Go-Go Girls of the Apocalypse
Victor Gischler
Victor Gischler
Go-Go Girls of the Apocalypse
ACKNOWLEDGMENTS
I need to add some names to the list of usual suspects. David Hale Smith has been one hell of an agent… Thanks for catching everything I’ve thrown at you. Thanks to Zach Schisgal, Shawna Lietzke and the team at Touchstone/Fireside for keeping me on track. And extra thanks to my wife, Jackie, and son, Emery, for putting up with me. Last but not least, many thanks to all those readers who keep coming back.
When the people saw that Moses was so long in coming down from the mountain, they gathered around Aaron and said, “Come, make us gods who will go before us.

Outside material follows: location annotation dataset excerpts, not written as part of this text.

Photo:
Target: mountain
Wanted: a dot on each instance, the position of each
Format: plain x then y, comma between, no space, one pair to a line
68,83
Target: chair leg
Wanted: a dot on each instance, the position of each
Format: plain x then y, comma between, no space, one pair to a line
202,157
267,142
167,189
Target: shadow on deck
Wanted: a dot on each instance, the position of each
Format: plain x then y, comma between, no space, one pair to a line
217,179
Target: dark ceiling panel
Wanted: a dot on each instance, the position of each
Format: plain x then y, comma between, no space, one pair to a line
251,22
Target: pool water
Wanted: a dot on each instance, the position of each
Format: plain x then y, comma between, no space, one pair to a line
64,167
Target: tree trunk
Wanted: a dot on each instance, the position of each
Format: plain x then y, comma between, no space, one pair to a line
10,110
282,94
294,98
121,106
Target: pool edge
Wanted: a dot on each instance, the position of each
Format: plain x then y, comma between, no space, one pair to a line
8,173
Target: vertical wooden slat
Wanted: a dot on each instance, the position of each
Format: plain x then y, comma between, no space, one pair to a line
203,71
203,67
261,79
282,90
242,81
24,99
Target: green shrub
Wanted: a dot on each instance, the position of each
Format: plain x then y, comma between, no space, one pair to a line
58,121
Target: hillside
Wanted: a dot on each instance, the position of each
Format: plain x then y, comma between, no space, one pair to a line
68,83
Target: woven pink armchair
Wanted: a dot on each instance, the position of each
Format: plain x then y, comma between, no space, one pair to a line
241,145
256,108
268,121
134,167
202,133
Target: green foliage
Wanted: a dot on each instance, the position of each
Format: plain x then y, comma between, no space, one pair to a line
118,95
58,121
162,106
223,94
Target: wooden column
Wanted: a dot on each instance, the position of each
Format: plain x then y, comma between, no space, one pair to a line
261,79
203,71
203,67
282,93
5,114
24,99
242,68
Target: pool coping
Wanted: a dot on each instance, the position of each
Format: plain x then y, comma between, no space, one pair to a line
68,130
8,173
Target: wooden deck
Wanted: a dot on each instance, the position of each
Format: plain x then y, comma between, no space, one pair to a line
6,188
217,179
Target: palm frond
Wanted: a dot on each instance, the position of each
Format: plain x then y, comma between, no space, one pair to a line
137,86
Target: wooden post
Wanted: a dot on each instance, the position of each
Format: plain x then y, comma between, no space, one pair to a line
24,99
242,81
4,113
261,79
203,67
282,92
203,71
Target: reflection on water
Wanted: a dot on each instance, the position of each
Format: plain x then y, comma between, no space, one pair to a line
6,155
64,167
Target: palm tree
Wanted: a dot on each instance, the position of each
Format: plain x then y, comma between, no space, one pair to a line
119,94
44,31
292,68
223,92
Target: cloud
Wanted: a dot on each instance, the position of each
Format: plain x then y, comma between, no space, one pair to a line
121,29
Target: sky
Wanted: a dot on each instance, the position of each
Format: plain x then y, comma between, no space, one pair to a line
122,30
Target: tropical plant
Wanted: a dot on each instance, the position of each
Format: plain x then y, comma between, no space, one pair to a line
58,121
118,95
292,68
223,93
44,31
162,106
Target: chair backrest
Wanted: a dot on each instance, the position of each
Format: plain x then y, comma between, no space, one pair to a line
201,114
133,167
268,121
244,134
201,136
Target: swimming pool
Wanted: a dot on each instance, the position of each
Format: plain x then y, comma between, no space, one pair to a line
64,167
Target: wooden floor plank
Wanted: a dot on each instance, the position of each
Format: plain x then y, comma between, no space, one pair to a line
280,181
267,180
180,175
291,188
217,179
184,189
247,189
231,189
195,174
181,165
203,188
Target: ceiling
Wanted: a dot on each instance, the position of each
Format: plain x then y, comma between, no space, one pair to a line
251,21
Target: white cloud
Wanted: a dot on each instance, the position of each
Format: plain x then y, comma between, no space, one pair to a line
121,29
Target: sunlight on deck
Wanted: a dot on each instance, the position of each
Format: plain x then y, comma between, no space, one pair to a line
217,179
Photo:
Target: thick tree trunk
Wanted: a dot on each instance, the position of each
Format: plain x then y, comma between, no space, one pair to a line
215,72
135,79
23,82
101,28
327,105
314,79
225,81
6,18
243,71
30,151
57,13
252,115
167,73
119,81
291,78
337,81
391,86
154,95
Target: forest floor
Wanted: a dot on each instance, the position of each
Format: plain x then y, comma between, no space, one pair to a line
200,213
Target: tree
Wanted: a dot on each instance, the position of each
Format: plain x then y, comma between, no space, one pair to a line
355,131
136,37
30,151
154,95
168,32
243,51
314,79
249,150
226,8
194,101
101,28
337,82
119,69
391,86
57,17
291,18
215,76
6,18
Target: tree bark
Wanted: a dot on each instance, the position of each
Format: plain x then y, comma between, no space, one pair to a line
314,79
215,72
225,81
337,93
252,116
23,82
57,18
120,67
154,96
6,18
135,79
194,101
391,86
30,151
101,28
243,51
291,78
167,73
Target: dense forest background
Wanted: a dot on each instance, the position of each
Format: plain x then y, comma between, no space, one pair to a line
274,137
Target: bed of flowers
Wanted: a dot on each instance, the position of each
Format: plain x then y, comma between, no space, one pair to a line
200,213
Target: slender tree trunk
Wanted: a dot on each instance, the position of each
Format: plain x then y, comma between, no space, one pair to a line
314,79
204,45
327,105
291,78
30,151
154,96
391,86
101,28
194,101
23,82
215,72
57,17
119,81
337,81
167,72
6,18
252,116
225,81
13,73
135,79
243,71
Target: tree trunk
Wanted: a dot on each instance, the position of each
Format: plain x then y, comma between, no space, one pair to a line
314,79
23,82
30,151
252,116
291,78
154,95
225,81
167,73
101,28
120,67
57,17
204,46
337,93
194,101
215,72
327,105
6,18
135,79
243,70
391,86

As for this fellow Moses who brought us up out of Egypt, we don’t know what has happened to him.” -
I
This is how Mortimer Tate ended up killing the first three human beings he’d laid eyes on in nearly a decade:
A wreath of cloud lay smooth and still about the top of the mountain like bacon grease gone cold and white in a deep, black frying pan. The top halves of evergreens poked through the cloud, frosted from last night’s snow. The final days of winter, not too cold-Mortimer Tate estimated maybe thirty degrees. The thermometer had burst in the third year, that most bitter winter when it had gotten to twenty below or more. The thermometer had been made in America by a small company in Ohio.

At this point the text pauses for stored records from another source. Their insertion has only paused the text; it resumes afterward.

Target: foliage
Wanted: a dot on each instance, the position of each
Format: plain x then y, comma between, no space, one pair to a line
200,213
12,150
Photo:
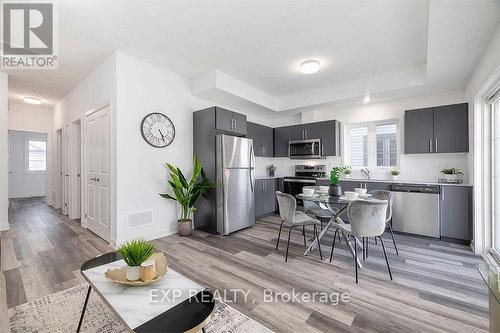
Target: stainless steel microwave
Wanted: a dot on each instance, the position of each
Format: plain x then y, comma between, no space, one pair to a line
305,149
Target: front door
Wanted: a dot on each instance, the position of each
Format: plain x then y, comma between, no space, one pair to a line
97,159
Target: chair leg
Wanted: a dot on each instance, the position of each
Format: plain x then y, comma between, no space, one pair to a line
304,234
367,242
84,308
364,249
279,235
288,243
393,240
333,244
319,243
385,255
356,258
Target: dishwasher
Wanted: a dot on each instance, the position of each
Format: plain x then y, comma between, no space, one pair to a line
416,209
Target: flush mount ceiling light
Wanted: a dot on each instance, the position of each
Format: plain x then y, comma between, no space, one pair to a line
32,100
309,67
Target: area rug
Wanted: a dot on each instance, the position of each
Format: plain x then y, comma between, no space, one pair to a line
60,312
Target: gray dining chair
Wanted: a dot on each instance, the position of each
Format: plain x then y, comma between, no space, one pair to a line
317,210
386,195
367,219
293,218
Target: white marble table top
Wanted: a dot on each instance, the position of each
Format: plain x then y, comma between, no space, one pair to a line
137,305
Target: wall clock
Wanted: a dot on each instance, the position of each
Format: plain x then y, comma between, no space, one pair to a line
157,130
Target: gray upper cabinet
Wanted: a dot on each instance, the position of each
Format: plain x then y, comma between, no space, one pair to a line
419,131
440,129
327,131
265,196
263,141
451,130
229,121
456,212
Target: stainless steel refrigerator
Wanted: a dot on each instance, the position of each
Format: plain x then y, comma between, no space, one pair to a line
235,163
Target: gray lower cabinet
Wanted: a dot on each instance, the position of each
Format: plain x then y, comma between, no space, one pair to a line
439,129
263,141
456,212
265,197
229,121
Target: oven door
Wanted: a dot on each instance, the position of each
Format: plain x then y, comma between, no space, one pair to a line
304,149
294,186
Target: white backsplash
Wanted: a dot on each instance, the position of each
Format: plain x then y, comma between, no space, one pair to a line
418,168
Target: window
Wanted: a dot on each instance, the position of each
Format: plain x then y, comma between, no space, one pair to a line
37,156
387,142
372,145
358,146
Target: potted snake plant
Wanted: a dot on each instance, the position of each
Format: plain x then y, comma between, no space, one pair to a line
187,193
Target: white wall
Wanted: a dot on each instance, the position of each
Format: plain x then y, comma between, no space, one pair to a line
141,89
23,184
425,167
38,119
4,166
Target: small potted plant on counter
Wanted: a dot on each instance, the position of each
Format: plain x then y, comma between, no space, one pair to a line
271,168
186,193
335,190
451,174
395,174
347,171
134,253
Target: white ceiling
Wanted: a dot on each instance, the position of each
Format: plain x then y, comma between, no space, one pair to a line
364,46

Nothing was made to last anymore, Mortimer’s dad had been fond of saying.
Mortimer sat at the window of the cabin, which had been built directly in front of the cave. The cave stretched back deep into the mountain. Mortimer sipped tea brewed from ginseng and tree bark he collected and dried himself. The coffee had run out the first year. So many things had run out that first year.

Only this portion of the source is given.